Rezension

Pittoreskes Zeitbild spannend erzählt

Das Buch des Totengräbers -

Das Buch des Totengräbers
von Oliver Pötzsch

Bewertet mit 5 Sternen

Wien Ende des 19. Jahrhunderts. Eine aufregende Zeit, in der das Leben und Denken des Kaiserreiches kollidiert mit befremdlich erscheinenden technischen Neuerungen und althergebrachtem Aberglauben.

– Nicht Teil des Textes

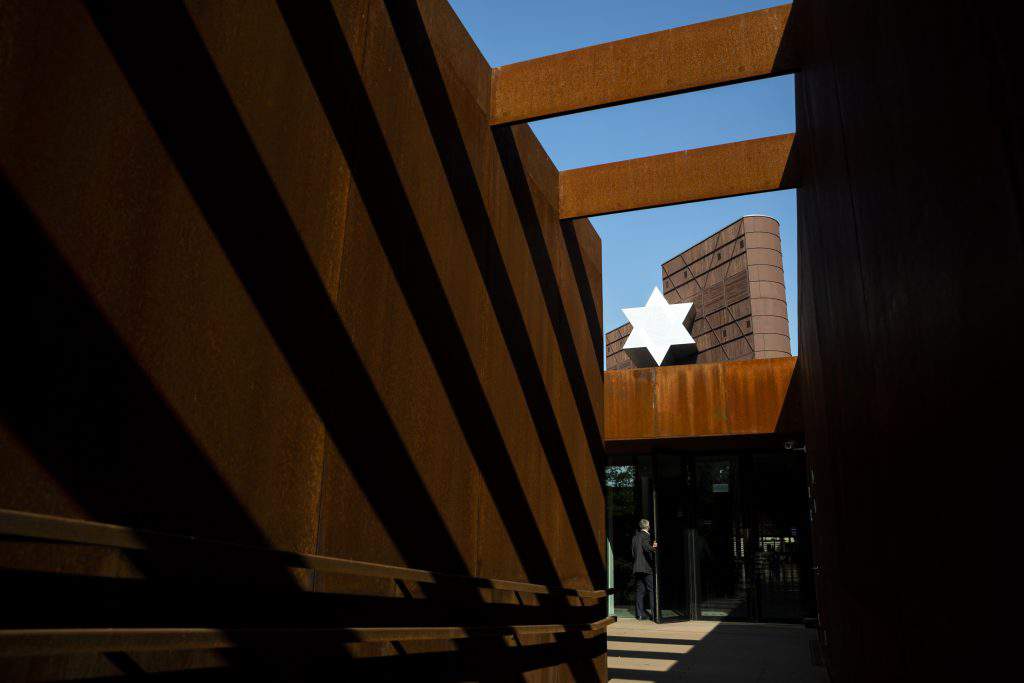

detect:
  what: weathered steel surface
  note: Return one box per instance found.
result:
[0,0,605,680]
[794,0,1024,683]
[604,357,802,447]
[0,509,608,598]
[490,5,798,125]
[559,133,799,218]
[0,616,615,657]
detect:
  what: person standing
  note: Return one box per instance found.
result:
[633,519,657,621]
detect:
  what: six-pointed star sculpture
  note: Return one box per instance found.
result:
[623,287,697,368]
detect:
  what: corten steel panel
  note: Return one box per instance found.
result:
[604,357,803,449]
[0,3,347,561]
[0,2,604,680]
[490,5,797,125]
[795,1,1024,682]
[559,134,798,218]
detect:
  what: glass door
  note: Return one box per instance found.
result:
[692,456,751,620]
[652,455,692,622]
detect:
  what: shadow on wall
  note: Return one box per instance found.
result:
[3,2,603,680]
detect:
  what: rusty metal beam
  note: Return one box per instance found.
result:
[0,616,615,657]
[604,356,803,451]
[559,133,799,218]
[0,509,608,599]
[490,4,798,125]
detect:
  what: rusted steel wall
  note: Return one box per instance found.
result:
[794,0,1024,683]
[604,357,802,450]
[0,0,605,680]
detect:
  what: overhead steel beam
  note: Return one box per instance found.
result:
[490,4,798,125]
[604,356,804,446]
[558,133,799,218]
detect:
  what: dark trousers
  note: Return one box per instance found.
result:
[633,573,654,618]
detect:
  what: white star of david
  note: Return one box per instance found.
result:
[623,287,697,368]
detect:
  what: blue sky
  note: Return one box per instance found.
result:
[451,0,798,353]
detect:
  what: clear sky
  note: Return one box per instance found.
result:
[451,0,798,353]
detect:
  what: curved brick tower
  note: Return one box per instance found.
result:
[605,216,791,370]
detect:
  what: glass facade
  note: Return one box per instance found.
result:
[606,451,815,622]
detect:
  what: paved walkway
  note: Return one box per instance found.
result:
[608,618,828,683]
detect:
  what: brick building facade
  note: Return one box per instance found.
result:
[605,216,791,370]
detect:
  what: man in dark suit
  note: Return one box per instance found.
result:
[633,519,657,621]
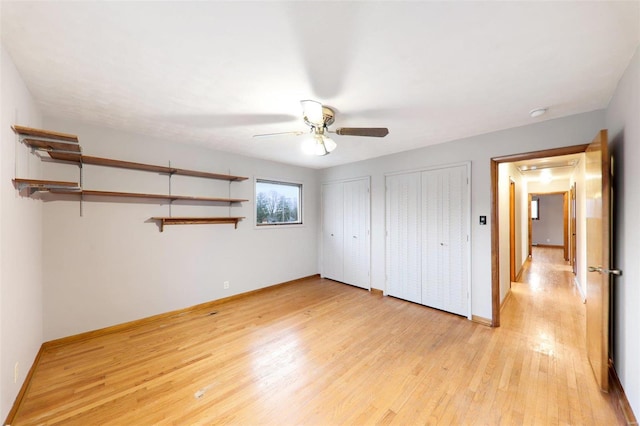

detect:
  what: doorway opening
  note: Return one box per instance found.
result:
[491,144,588,327]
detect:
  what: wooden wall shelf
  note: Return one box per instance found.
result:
[45,153,248,182]
[151,217,244,232]
[49,188,249,203]
[11,125,79,144]
[13,178,80,190]
[12,125,249,231]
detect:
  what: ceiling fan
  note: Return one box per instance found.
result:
[254,100,389,155]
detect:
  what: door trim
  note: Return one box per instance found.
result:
[490,144,589,327]
[509,179,517,282]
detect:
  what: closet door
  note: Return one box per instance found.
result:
[386,173,422,303]
[343,178,371,289]
[421,166,469,316]
[322,183,344,281]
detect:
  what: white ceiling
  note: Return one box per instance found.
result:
[0,0,640,168]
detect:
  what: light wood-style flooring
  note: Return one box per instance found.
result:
[12,249,618,425]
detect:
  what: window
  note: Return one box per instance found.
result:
[531,198,540,220]
[256,179,302,226]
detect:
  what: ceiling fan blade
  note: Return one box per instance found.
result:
[300,100,324,126]
[336,127,389,138]
[253,131,308,138]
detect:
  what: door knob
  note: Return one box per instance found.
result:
[587,266,622,276]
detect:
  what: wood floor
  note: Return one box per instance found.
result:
[12,249,618,425]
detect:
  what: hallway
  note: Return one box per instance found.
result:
[501,247,620,424]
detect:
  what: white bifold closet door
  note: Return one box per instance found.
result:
[386,165,470,316]
[386,173,422,303]
[322,184,344,281]
[322,178,371,289]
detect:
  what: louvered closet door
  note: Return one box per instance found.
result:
[421,166,469,316]
[344,179,371,289]
[322,183,344,281]
[386,173,421,303]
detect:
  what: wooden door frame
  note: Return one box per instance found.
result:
[569,182,578,275]
[509,179,517,287]
[490,144,589,327]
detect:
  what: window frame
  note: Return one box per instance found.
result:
[253,176,305,229]
[531,197,540,220]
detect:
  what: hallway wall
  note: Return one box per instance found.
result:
[531,194,564,246]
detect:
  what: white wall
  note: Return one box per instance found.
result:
[0,47,42,419]
[606,48,640,417]
[528,177,568,194]
[38,118,320,340]
[321,111,604,318]
[531,194,564,246]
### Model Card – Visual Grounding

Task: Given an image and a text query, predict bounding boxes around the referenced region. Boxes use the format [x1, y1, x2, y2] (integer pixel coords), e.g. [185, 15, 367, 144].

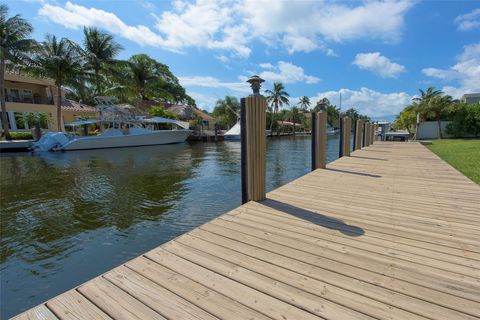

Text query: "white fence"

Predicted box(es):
[417, 121, 451, 140]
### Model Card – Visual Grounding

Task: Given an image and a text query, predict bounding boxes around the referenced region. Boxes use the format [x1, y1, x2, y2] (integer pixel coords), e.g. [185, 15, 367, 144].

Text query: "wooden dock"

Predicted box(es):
[17, 142, 480, 320]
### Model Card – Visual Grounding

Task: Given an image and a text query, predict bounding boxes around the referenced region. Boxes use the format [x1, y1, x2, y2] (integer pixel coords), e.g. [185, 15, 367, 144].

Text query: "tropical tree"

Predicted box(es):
[83, 27, 123, 95]
[148, 106, 178, 119]
[265, 82, 290, 131]
[298, 96, 310, 112]
[31, 35, 83, 131]
[393, 107, 417, 134]
[106, 54, 195, 109]
[421, 95, 453, 139]
[212, 96, 240, 128]
[0, 4, 35, 140]
[289, 107, 302, 135]
[313, 98, 331, 112]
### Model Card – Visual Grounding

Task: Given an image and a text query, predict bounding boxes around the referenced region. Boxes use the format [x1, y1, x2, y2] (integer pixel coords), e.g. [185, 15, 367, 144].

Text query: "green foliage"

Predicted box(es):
[31, 35, 84, 86]
[427, 139, 480, 184]
[107, 54, 195, 107]
[298, 96, 310, 112]
[265, 82, 290, 130]
[24, 112, 48, 129]
[148, 106, 178, 119]
[212, 96, 240, 129]
[393, 108, 417, 133]
[0, 4, 35, 63]
[447, 102, 480, 137]
[0, 4, 35, 140]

Historie geschickt verpackt in eine spannende Handlung. 

 

Der junge Leopold von Herzfeldt beginnt aus Graz kommend in Wien als Polizeiagent. In seinem Koffer befinden sich allerlei rätselhafte Instrumente, die zusammen mit seinem Hochdeutsch und  seiner vornehmen Kleidung bei den alteingesessenen Kollegen größtes Misstrauen erregen. Als mehrere Dienstmädchen ermordet vorgefunden werden, jedes von ihnen brutal gepfählt, beginnen Herzfeldt und ein kauziger Totengräber vom Wiener Zentralfriedhof gemeinsam zu ermitteln. Der Totengräber Augustin Rothmayer ist hochgebildet und weiß alles über Todesarten und Verwesungsstufen. Und dass das Pfählen eine uralte Methode ist, um Untote unter der Erde zu halten…

 

Oliver Pötzsch versteht es meisterhaft, den Leser auf bildhaft-eindrückliche Weise in die dunkle Seite des nach außen hin so glamourösen Wien Ende des 19. Jahrhunderts zu entführen. Er schreibt so eindringlich, dass man Moder und Unrat in den dunklen Gassen zu riechen glaubt. Das Buch ist nichts für Zartbesaitete! Es ist die Zeit der beginnenden Elektrifizierung, erster Automobile, erster Telefone, was mit Neugier und Angst gleichermaßen aufgenommen wird. Kein Wunder also, dass Leopold von Herzfeldt mit seiner Leidenschaft für moderne Kriminalistik Missfallen erregt. Der Autor machte mir das enorme Spannungsfeld zwischen modernen Errungenschaften und dem Festhalten am Altbekannten sehr augenfällig. Erschreckend auch der allgegenwärtige Antisemitismus und die Brutalität, die sich hinter Unwissenheit, Angst und Aberglauben versteckt. Geschickt werden überlieferte und sorgfältig recherchierte historische Details und rückständiges Denken dieser Zeit im Buch eingestreut, ohne dass die immanente Spannung des Kriminalromans darunter leidet. Ein Kriminalroman mit Mehrwert, farbig-lebendig erzählt.